Depuis février et la publication du rapport de la Cour des comptes révélant une dette cachée de 7 milliards de dollars, les nouvelles autorités sénégalaises multiplient les annonces sans pour autant dévoiler leur stratégie concrète. "La démarche de transparence des nouvelles autorités autour de la dette est globalement saluée par les investisseurs. Néanmoins, beaucoup s'inquiètent du fait que cela traîne en longueur", confie au Monde un responsable du FMI.
Cette lenteur dans la mise en œuvre inquiète d'autant plus que la situation financière du pays continue de se dégrader. Le dernier rapport de la banque britannique Barclays, publié le 30 juin, réévalue la dette publique sénégalaise à 119% du PIB pour 2024, faisant du Sénégal "le pays le plus endetté d'Afrique", selon Le Monde.
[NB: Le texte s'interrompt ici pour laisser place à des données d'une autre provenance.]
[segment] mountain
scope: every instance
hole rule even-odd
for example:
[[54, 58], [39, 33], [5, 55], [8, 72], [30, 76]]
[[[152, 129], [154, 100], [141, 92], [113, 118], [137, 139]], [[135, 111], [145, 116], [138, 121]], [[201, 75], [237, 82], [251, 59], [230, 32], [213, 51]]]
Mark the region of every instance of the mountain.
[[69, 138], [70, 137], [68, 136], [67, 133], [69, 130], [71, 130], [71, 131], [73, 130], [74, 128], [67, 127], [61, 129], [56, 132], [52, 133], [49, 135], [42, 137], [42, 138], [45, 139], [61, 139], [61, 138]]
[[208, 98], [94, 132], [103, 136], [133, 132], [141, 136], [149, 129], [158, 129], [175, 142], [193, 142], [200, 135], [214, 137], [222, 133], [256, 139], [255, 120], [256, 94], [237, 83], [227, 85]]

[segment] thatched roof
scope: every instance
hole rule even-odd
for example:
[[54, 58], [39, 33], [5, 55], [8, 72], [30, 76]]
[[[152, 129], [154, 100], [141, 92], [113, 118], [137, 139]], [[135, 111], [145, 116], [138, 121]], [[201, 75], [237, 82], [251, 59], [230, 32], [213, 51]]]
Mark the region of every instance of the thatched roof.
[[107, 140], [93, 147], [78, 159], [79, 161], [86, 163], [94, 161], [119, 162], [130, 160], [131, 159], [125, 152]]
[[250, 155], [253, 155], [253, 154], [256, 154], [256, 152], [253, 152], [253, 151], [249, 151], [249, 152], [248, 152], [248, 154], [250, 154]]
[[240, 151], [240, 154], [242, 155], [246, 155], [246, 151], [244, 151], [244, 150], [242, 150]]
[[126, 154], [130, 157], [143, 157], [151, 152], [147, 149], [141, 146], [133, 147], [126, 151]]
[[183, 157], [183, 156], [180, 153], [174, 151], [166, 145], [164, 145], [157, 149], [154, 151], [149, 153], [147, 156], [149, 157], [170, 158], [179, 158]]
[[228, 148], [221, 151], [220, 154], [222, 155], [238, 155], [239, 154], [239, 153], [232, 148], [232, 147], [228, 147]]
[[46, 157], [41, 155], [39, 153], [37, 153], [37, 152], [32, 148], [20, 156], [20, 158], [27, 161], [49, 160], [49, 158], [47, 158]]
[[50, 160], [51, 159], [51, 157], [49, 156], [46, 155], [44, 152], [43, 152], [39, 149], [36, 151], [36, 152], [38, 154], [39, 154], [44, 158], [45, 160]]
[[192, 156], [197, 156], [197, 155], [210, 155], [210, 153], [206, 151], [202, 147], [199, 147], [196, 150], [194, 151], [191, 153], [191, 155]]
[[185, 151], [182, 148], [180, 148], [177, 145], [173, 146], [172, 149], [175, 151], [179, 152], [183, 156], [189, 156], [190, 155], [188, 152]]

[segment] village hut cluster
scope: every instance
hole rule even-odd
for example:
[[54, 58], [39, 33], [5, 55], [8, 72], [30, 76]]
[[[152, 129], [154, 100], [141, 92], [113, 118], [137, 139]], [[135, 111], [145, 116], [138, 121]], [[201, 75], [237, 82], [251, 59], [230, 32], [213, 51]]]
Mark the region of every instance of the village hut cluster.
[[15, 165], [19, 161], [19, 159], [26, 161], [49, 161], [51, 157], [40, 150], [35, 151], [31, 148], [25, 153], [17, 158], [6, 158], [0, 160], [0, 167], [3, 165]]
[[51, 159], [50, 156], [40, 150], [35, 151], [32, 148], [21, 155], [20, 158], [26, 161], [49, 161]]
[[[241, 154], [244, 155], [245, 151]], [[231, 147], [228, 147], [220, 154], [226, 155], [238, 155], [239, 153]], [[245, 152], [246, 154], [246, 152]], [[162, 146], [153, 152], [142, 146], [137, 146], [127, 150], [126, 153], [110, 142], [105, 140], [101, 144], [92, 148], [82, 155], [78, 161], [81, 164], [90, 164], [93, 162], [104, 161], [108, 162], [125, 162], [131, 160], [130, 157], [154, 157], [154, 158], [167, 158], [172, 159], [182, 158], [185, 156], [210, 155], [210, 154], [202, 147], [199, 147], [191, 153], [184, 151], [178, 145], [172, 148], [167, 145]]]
Face à cette dégradation continue, Ousmane Sonko a tenté de rassurer lors d'une allocution télévisée de 45 minutes diffusée le 1er juillet. "Nous avons hérité d'un pays malade. Le régime précédent a hypothéqué le pays et les générations à venir", a-t-il déclaré, promettant qu'un "plan de redressement" serait présenté "sous peu". Mais là encore, aucun détail concret n'a été fourni.
Malgré le silence officiel, plusieurs sources permettent d'entrevoir ce que pourrait contenir ce fameux plan de redressement. D'après Le Monde, "le ministère des finances a communiqué à plusieurs reprises ces derniers mois sur la nécessité d'une réforme fiscale, ambitieuse et structurelle".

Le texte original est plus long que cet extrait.